Friday, July 1, 2016
Fixed Income Friday!
Most of you probably know that I have been a teacher for the past 18 years.
I didn't come to teaching in the usual way, I sort of fell into it when we moved to NC and my options were limited. So I went back to school to get my teaching license, and when my son was 12 and daughter was 8, I began teaching.
(Mainly because I had no more excuses to stay at home.)
When I first began teaching, it was different. I can't tell you why, just that it was. Kids and parents seemed to be more respectful, our lives weren't hinged upon test scores, and we could create interesting units that were both fun and informative.
But then NCLB came along and then Race to the Top and then an evaluation tool that tells you how effective a teacher you are based on your students' test scores. And everything kinda went to he!! in a handbasket. (And this is where I wave my cane and blame cellphones for some of the issues. Which is actually true, and I'll explain that in a minute.)
Kids began hating school and parents began to blame teachers. Principals and other experts began issuing edicts on "engagement." As classroom teachers, it was our job to keep the kids entertained while teaching. (Because they are used to being held rapt by cellphones, I guess.) No downtime allowed.
It is exhausting, folks.
It might be odd for people to hear this, but honestly, you know, when you're on stage, I don't think people realize how grueling eight shows a week is. And as far as jobs go, being a Broadway actor, it's hard. It's fun, but it's hard. ~ Will Chase, singer and actor
Read more at: http://www.brainyquote.com/quotes/keywords/broadway.html
And that, my friends, is teaching in a nutshell. It is performing for four-and-a-half hours a day, five days a week, with no days off. (And sometimes, "extra shows" are added because a colleague is out and no substitute was found. Then you're covering another teacher's class during your planning. It happens nearly every Friday.)
It's also taking work home on weekends, doing research for new lesson plans (because the old ones weren't "engaging" enough) and grading tests and research papers.
It's phone calls and e-mails to parents (some of whom are wonderful; some who just don't give a rat's patoot) and it's meetings, meetings, and more meetings.
The 12-hour days (which included 40 minutes of travel time, as my school was across the county) were tough on this old bird.

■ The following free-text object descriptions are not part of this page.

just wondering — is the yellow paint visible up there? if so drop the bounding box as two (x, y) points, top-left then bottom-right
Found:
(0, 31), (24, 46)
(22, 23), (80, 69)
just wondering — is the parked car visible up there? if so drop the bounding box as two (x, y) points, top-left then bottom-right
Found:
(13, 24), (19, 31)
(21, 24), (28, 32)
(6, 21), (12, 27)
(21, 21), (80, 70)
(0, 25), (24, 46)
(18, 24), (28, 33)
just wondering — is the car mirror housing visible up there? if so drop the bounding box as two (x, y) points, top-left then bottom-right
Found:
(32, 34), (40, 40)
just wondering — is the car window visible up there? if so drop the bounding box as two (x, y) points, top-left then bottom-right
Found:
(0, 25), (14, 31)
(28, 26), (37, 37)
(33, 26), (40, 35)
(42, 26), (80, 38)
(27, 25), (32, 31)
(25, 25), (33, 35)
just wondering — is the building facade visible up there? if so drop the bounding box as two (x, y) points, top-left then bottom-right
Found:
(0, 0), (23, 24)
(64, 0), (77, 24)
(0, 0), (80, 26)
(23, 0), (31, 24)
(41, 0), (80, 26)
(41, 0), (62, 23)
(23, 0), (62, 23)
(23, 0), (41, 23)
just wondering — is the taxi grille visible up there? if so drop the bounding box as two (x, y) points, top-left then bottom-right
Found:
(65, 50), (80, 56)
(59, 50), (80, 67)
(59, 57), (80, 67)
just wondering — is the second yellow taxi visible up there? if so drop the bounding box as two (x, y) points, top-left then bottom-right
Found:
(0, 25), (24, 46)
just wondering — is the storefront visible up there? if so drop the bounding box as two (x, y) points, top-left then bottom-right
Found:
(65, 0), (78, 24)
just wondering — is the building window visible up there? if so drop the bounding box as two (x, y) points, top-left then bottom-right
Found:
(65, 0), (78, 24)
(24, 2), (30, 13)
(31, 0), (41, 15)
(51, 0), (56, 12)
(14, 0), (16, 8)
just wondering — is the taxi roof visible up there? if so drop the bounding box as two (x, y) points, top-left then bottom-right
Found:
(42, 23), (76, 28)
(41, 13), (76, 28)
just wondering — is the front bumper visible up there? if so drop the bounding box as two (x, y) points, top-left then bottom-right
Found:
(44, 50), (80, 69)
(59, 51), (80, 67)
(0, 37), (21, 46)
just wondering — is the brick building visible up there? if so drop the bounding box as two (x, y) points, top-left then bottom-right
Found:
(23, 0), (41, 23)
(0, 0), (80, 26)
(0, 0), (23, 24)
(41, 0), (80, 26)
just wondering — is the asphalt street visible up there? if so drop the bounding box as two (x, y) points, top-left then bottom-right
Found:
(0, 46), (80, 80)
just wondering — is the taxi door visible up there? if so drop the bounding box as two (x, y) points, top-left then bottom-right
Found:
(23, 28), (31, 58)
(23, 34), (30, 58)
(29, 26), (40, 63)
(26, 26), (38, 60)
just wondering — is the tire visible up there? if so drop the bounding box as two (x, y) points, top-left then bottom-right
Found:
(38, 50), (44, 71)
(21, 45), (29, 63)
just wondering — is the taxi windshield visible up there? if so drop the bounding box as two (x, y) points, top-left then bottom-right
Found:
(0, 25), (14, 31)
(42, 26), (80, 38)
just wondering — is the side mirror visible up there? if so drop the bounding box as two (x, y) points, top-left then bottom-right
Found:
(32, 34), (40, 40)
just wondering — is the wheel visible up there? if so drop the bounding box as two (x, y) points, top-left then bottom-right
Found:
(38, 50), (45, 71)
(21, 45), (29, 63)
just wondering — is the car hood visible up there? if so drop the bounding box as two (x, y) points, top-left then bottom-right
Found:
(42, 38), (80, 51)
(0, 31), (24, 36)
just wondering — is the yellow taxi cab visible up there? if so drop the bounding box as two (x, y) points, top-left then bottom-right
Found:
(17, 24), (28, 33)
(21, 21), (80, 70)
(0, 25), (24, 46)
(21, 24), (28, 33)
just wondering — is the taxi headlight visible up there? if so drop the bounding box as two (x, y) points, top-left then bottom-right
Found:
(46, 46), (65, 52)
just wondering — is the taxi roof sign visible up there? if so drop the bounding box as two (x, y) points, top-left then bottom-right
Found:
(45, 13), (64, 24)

So I quit. I quit because there were so many things out of my control, and yet I was 100% accountable. 12th graders came to me reading at a 6th grade level and the expectation was that I would "catch them up." Disrespectful behavior (and I'm pretty much a 'don't sweat the small stuff' teacher, but I draw the line at yelling cuss words across the room, or physically threatening behavior) wasn't really seen as a problem; students were back in my room the next day, doing the same things that got them sent out the day before. So I quit sending them out. I felt like I was the only one in Room 316 who actually cared and carrying the entire load myself was exhausting. Teaching is increasingly a young person's game. So I researched how I could still get my teaching pension and yet get my life (what's left of it) back.
I took a voluntary demotion to Media Assistant with a 60% pay cut.
My butt will be broke.
But I believe I will have the time and energy to do some things that I love to do, but haven't been able. I won't have the lesson plans to make or the five hour stand up routine to do every day. I won't have to worry about grading or test scores. I can clean my house and sew and garden and blog. I can finish that novel. And my commute? Less than seven minutes each way.
So I decided to make the most of my new pauper status and write a Fixed-income Friday, which will join (now regularly, since I have the time!) Walkabout Wednesday and M********* Monday. I'll also throw a lot of crafts and DIY at you, because I will not have the money to spend on things like decorations and gifts.
I may be living just slightly above the poverty level, but I think the trade-off will be priceless.